Closed Bug 1304081 Opened 8 years ago Closed 8 years ago

Cancelling Ion compilation sometimes takes a long time

Tracking

()

Status:

RESOLVED FIXED

Milestone:

mozilla52

Tracking Flags:

Tracking

Status

firefox50

---

fixed

firefox51

---

fixed

firefox52

---

fixed

People

(Reporter: jonco, Assigned: jonco)

References

Details

Attachments

(2 files)

trace-cancel 8 years ago Jon Coppeard (:jonco) 5.94 KB, patch		Details \| Diff \| Splinter Review
bug1304081-more-should-cancel 8 years ago Jon Coppeard (:jonco) 25.65 KB, patch	nbp : review+ ritu : approval-mozilla-aurora+ ritu : approval-mozilla-beta+	Details \| Diff \| Splinter Review

Jon Coppeard (:jonco)

Assignee

Description

•

8 years ago

In bug 1269695 I noticed that we sometimes take a very long time to cancel Ion compilation.  I added tracing to print the times and the point at which cancellation was detected:

CancelOffThreadIonCompile waited 635 mS for Prune unused branches (main loop)
CancelOffThreadIonCompile waited 1158 mS for Prune unused branches (removal loop)
CancelOffThreadIonCompile total wait of 1794 mS in 16 iterations
CancelOffThreadIonCompile waited 318 mS for Prune unused branches (removal loop)
CancelOffThreadIonCompile total wait of 318 mS in 1 iterations
CancelOffThreadIonCompile waited 144 mS for not cancelled
CancelOffThreadIonCompile total wait of 144 mS in 1 iterations
CancelOffThreadIonCompile waited 490 mS for Prune unused branches (removal loop)
CancelOffThreadIonCompile total wait of 490 mS in 6 iterations

Hannes Verschore [:h4writer]

Comment 1

•

8 years ago

Is taking the lock taking so long, or is it really the cancellation itself?

Jon Coppeard (:jonco)

Assignee

Comment 2

•

8 years ago

(In reply to Hannes Verschore [:h4writer] from comment #1)
It's the cancellation.  I wrote a patch to record the time and reason string when calling shouldCancel() and report long durations.  Here's a snippet:

Long cancel time: 19 mS from Lowering (main loop) to Lowering (main loop)
Long cancel time: 11 mS from Reordering to Make loops contiguous
Long cancel time: 15 mS from Prune Unused Branches to Fold Tests
Long cancel time: 16 mS from Start to Prune Unused Branches
Long cancel time: 296 mS from Scalar Replacement (main loop) to Scalar Replacement (main loop)
Long cancel time: 325 mS from Prune Unused Branches to Fold Tests
Long cancel time: 1566 mS from Start to Prune Unused Branches
Long cancel time: 11 mS from Eliminate Phis (worklist) to Eliminate phis
Long cancel time: 30 mS from Backtracking Allocation to Backtracking Allocation
Long cancel time: 11 mS from Start to Prune Unused Branches

I think this means we need to call shouldCancel() more often.

Nicolas B. Pierron [:nbp]

Comment 3

•

8 years ago

(In reply to Jon Coppeard (:jonco) from comment #0)
> CancelOffThreadIonCompile waited 635 mS for Prune unused branches (main loop)
> CancelOffThreadIonCompile waited 1158 mS for Prune unused branches (removal
> loop)

I guess the cost of the "analysis loop" comes from the heuristics which goes through every instructions to collect information about the instructions within the blocks, and also potentially from the dummy-heuristics to compute the dominated blocks.
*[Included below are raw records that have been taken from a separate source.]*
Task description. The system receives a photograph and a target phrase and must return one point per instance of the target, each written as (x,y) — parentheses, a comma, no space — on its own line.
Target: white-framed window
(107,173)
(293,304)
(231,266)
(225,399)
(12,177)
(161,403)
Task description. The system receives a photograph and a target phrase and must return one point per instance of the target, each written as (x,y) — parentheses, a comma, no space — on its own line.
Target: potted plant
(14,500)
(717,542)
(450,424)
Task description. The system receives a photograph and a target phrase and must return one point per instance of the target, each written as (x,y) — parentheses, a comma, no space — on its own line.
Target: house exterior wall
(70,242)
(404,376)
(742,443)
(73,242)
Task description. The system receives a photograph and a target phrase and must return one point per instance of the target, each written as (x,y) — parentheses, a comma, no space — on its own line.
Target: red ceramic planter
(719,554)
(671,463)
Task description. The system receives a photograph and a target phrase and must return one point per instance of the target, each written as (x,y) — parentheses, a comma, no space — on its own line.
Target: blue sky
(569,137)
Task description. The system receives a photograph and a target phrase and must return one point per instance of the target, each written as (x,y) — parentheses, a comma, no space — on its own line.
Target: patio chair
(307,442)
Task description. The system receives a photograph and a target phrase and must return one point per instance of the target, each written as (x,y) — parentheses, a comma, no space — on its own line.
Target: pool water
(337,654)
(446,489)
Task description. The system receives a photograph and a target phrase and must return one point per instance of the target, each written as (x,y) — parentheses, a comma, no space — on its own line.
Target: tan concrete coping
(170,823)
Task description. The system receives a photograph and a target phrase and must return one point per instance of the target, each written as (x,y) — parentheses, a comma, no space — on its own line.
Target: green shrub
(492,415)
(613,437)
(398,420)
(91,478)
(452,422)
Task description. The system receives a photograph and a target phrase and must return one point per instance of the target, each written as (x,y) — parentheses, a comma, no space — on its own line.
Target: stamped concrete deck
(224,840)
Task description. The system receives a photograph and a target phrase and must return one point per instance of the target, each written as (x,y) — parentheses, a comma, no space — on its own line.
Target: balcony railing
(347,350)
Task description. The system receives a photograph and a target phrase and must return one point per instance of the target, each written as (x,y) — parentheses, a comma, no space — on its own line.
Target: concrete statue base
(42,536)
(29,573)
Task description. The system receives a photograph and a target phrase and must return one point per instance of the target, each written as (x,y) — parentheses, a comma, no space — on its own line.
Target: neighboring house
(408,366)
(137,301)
The removal has to go through all the blocks and their instructions and flag their operands as having removed uses.  If this takes times, this implies that we have tons of dead code in the graph that we are compiling.  The only way to do that is probably by inlining this code in unused branches.  Maybe we should instrument IonBuilder to not inline functions into cold blocks.

(The lack of a huge number of FirstExecution bailout in bz profiles [Bug 1269695 comment 17], highlights that Branch Pruning is actually right at removing these blocks)

(In reply to Jon Coppeard (:jonco) from comment #2)
> I think this means we need to call shouldCancel() more often.

That too.

I guess the problem is similar to enoughBallast calls, where we have to guard against any unbounded loops which might allocate.

Nicolas B. Pierron [:nbp]

Comment 4

•

8 years ago

(In reply to Nicolas B. Pierron [:nbp] from comment #3)
> (In reply to Jon Coppeard (:jonco) from comment #2)
> > I think this means we need to call shouldCancel() more often.
> 
> I guess the problem is similar to enoughBallast calls, where we have to
> guard against any unbounded loops which might allocate.

To make it clear, even if this is not deterministic, I guess we should consider time as a resource as we consider memory as a resource.

We could make a debug build instrumentation similar to Bug 1264948 did on the LifoAlloc, to ensure that we have "enough time" to continue the execution.  One advantage of the LifoAlloc instrumentation, is that the stack trace is enough to identify the issue.

What we could do is instrument the MInstruction / MDefinition / MOperands iterators to check if we did not exhaust our allocated time slices since the last call to the "enough time" function.  Thus a debug-only assertion failure would report all the stack traces of all the loops which are taking more than X ms (*) to execute.  The only issue, are systems which are already overloaded, so unless we find a way to detect that, we would have to only enable it with a flag.

(*) As discussed on IRC, our incremental GC has 10 ms slices, thus we should probably look at being able to cancel in less than 6ms.

Jon Coppeard (:jonco)

Assignee

Comment 5

•

8 years ago

Attached patch trace-cancel — Details — Splinter Review

Here's a patch I'm using to report long durations between calls to shouldCancel().

Jon Coppeard (:jonco)

Assignee

Comment 6

•

8 years ago

Attached patch bug1304081-more-should-cancel — Details — Splinter Review

Using the previous patch as a guide I added more calls to shouldCancel().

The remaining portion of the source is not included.